Extension of the pix2pix (edges2shoes) implementation.
In the original implementation, the input image is black and white, only containing the edges of the shoe. After the GAN model is trained, there is no way to control the color of the output image.
In this project, color is added to the input image during training. Resulting in a generator model where the color in the output image corresponds to the color in the input image.
Only the Sneakers and Athletic Shoes
images from the UT Zappos50K dataset were used, resulting in 12,860 training examples. All images were resized from 136x136 to 256x256.
Canny edge detection was used to extract the edges of the shoes. The edges are 1 pixel in width.

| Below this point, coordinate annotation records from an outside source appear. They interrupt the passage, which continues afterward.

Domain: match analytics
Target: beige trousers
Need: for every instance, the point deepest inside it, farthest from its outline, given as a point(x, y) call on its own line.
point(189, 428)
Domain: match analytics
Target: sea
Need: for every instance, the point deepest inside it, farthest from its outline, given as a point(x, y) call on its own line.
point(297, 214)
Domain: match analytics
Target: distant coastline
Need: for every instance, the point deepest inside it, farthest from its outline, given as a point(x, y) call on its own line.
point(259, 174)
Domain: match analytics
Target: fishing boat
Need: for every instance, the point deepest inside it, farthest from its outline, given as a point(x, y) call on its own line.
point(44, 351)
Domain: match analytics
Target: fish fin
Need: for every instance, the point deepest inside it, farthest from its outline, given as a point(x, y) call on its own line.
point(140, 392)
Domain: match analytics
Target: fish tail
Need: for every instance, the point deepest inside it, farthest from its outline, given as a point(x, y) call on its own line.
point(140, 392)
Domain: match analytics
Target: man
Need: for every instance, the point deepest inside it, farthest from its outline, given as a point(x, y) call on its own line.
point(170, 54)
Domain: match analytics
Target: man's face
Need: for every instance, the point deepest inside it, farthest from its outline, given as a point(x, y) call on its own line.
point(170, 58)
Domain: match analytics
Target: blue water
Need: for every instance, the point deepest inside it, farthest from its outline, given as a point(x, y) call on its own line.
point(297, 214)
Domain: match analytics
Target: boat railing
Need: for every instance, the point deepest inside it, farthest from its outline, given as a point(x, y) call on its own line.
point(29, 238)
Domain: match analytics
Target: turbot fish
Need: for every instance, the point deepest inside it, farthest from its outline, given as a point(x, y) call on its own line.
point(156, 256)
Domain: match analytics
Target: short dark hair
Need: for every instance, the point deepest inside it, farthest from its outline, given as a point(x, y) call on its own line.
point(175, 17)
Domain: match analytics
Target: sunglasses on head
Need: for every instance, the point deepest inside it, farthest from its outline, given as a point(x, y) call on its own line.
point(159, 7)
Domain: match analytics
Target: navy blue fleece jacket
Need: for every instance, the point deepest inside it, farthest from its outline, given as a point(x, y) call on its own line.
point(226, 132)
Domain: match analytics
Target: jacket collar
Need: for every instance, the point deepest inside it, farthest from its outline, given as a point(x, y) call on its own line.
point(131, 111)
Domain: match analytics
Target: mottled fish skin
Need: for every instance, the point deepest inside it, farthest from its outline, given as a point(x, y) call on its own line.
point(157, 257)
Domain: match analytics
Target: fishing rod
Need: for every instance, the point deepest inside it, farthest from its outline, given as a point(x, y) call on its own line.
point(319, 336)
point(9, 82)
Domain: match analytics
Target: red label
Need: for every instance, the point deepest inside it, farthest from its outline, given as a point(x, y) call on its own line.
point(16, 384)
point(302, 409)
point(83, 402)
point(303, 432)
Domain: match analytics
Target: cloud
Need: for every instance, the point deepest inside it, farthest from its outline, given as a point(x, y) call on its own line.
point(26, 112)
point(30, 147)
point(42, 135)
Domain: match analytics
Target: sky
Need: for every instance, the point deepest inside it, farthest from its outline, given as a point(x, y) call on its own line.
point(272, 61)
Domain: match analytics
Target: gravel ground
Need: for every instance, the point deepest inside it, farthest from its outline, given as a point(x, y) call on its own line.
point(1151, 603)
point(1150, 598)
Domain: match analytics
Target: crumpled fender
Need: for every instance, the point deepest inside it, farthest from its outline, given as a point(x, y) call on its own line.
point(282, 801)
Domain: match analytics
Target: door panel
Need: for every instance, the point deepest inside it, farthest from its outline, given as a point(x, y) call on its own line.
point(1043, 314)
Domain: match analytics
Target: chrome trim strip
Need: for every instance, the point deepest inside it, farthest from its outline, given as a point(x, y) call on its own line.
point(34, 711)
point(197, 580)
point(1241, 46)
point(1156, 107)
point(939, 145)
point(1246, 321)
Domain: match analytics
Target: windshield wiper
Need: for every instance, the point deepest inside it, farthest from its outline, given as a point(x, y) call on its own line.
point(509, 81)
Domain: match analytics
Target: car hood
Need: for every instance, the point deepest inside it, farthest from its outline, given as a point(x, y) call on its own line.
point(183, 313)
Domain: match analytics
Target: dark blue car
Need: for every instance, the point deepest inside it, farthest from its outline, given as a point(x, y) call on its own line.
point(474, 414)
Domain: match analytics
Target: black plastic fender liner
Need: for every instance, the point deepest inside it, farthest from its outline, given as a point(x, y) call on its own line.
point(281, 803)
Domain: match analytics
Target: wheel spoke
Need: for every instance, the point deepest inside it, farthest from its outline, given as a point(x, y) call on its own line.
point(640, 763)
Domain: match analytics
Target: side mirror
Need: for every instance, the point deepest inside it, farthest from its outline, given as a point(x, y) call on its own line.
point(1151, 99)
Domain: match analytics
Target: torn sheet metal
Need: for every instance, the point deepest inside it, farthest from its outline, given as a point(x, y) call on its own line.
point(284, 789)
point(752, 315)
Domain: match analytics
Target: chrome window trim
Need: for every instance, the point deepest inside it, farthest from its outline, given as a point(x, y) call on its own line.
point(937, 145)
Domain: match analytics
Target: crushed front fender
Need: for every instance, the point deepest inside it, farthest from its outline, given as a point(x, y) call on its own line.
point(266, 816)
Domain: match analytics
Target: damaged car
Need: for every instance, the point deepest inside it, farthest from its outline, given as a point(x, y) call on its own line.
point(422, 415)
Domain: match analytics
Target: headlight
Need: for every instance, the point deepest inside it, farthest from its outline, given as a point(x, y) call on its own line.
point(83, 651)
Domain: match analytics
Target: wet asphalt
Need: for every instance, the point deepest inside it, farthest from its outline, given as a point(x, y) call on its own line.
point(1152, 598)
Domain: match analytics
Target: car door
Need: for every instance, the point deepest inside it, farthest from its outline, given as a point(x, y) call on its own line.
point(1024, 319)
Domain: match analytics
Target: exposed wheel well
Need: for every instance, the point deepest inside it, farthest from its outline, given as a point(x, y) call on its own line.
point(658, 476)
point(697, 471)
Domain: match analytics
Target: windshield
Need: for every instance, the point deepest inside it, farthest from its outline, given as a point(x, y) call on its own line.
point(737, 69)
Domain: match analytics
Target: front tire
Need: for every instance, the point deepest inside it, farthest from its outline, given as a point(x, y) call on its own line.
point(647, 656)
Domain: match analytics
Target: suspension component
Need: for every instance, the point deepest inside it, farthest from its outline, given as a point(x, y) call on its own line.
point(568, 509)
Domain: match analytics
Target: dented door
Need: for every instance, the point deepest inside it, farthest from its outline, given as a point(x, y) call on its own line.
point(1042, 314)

350 points were randomly sampled from all non-white pixels in the original image. For each point, the RGB values of the surrounding pixels are averaged, resulting in a 3x3 pixels square. The 350 color points are overlayed onto the black and white edges image. The random sampling is done on-the-fly during the training phase, i.e., a new random sample is taken on every image for every epoch.
Jason Brownlee's Keras implementation of the Pix2Pix GAN was used.
Choosing the number of color points to randomly sample for the input image had a large impact on how the generated output image would look.
If the number of points is too small, there will be much more white space in the input image. Resulting in a model that is more likely to produce color in the output image in regions that were meant to be white. This is not ideal. If the toe cap of a shoe is white in the input, it should remain white in the output.
If the number of points is too large, the validation/test input images will also require a large number of color points/lines in the input, or the output will have a lot of white patches. Ultimately, the user will manually draw the black shoe edges and add color points/lines. The user experience would not be great if the user is forced to fill in large regions with color. Ideally, the user would only have to add a few color points/lines to each region and the model will know to fill in the entire region with that color.
The GAN model was trained for 30 epochs. After every epoch, the generator model generates a set of images and saves them to disk. Upon training completion, I inspected the saved images and the images from epoch 19 looked the best. The GAN model from epoch 19 was kept as the final model.
The color schemes for inputs 1a
and 2a
matches the original and were used during training. The color schemes for inputs 1b
and 2b
were chosen by me and were not used during training for those particular shoe models.
First clone this repo. Then pip install the following python packages: tensorflow, keras, pillow, opencv-python, matplotlib.
Open the train_gan Notebook. Besides pip installing the necessary python packages, there is no other setup steps needed. The Notebook will automatically download the training set for you. Go ahead and run the Notebook. Using a GPU is highly recommended.
For generating images with the trained model, using a CPU is fine since the model is only generating one image at a time.
Open the test_gan Notebook. The Notebook will automatically download the trained generator model. There are some templates in the images folder you can use to get started. If you're using Mac, Paintbrush is an easy to use application to draw and color your input images. Make sure the black edges are 1px in width and the colors are 3px in width. For Paintbrush, the stroke sizes are 1 and 2 respectively.